Faith’s breath gave the room a second of static. “Spike and I are at the scene, but the cops won’t talk to us. Willow, I thought you’d plotted out the spiral so we would know when the next one was coming. Did you misplace a digit or something?”
“I misplaced a whole life,” Willow confessed. Giles noticed that her face was streaked with drying tears. “It must have been a, a homeless person, or someone nobody knew about. It wasn’t in the news. The sequence is further along than we thought.”
“Can you recalculate to account for it?” asked Giles.
She nodded. “But, Giles, this isn’t about getting our strike team into the right place at the right time. The death roll will keep gaining momentum as long as the Wolf has control of at least one human body. Soon he won’t even have to send assassins; the deaths will just happen, and all he has to do is take his host to the center of the spiral and be there when it terminates.” She drew a deep breath, then looked at him, and at the phone, with an oddly defiant expression. “Isn’t anyone going to ask what happens if he completes the quest? Or is it too obvious that he’ll be invincible and we’re all doomed?”
It was no wonder she looked so tired, Giles thought. She must have been researching incessantly, in addition to projecting herself all over the world to communicate with everyone, if she had come up with this much knowledge on the ritual in play.
There was a brief pause, and then Faith said, “So we’ll skip the strike team crap and go straight for the host.”
Willow stared at the floor. “How? We don’t even know who it is.”
“We have a decent lead,” Giles noted. “Two, in fact. Buffy called tonight…” he looked at the clock. “Er, last night. The owner of the club where the spiral will end is a man named Dameon Wolfe. A bit on the nose, but I would be even more surprised to find it was coincidence.”

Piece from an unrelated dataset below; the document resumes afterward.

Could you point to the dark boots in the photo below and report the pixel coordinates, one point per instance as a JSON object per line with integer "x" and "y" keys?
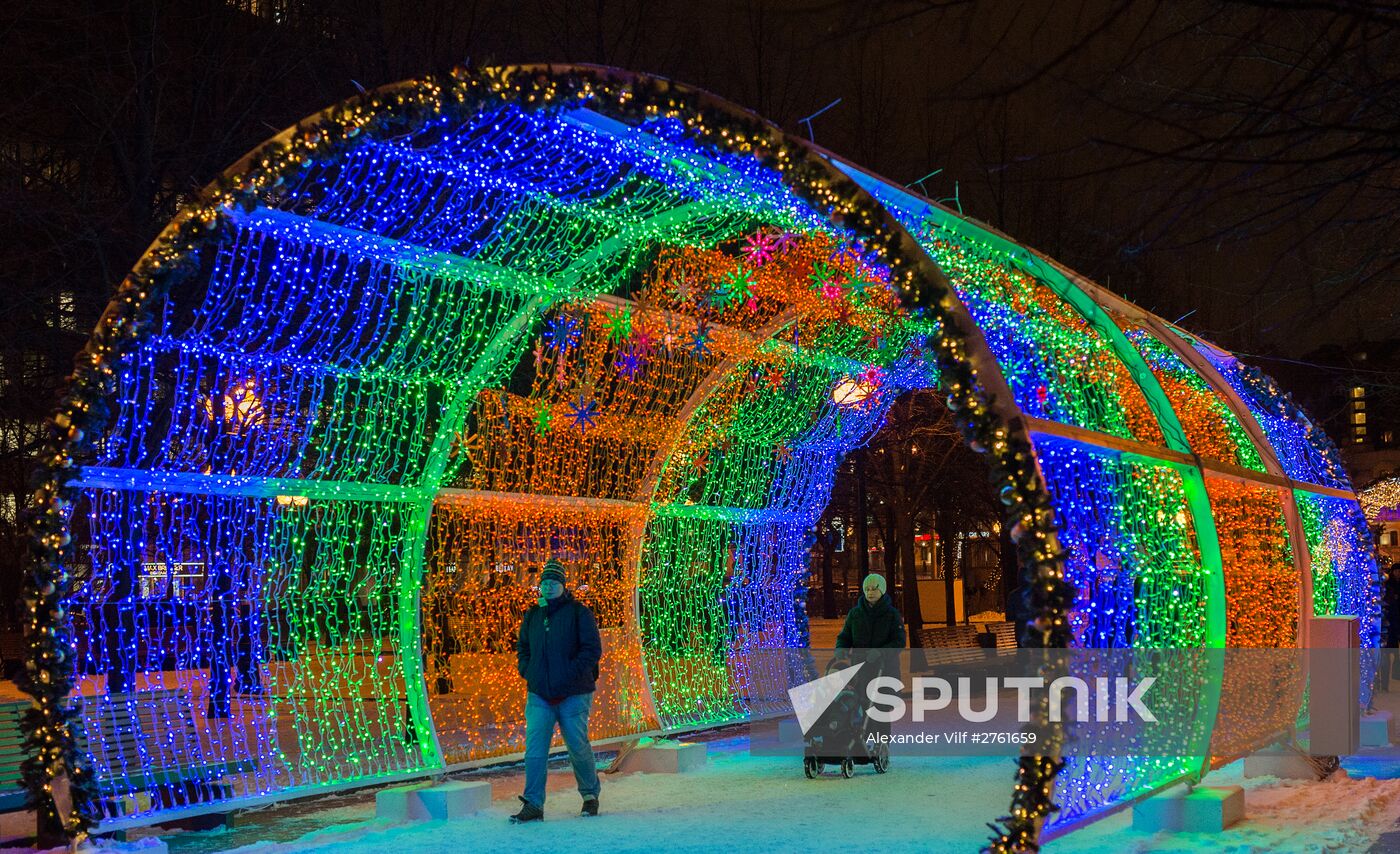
{"x": 528, "y": 814}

“Howell doesn’t exactly look like a coincidence either,” said Willow. “Oz put me in touch with him, and he called me yesterday and said he knew how the ritual was supposed to work and he didn’t know how he knew. And neither of them are werewolves.”
Faith groaned. “Well, do they have to be?” Her voice became more distant for a moment as she spoke to someone on her end of the call: “I know, I’m talking to them right now. Hold on.”
Giles shook his head. He hadn’t sat down yet, and he realized that he was subconsciously hoping that his “guests” would leave before it was worth getting comfortable for the conversation. “No,” he said. “Buffy’s dream featured werewolves, but we don’t know if that’s of any importance.”
“It’s probably of any importance,” Willow countered.
“Okay, so what are we supposed to do about it?” Faith pressed her.
Willow’s form left the couch and paced the room, losing a little more opacity as it did. “I don’t know! You’re the one in Cleveland! Tell Buffy, tell Angel. Make Spike start earning his keep. Oz can get the wolfpack on your side. We’re running out of time. This is a virus. It’s only going to spread.”
There was a pause, with some unclear sounds coming from the speakerphone, and then Faith said, “Spike wants to know if the person the Wolf chose as his human body still has their soul.”
“Oh, Spike is the one concerned about that?” Willow snapped.
Giles cleared his throat and gave her a reproachful look, then answered Faith himself. “As far as we understand it, yes. But as the condition means progressive corruption, it seems that allowing a clean retreat to the afterlife would be the greatest act of mercy we can deliver.”
Both of the girls went silent. It crossed his mind that Faith was a disembodied voice, and Willow was a psychic projection. He was, in fact, alone in his own home.
He went into the kitchen and put the kettle on.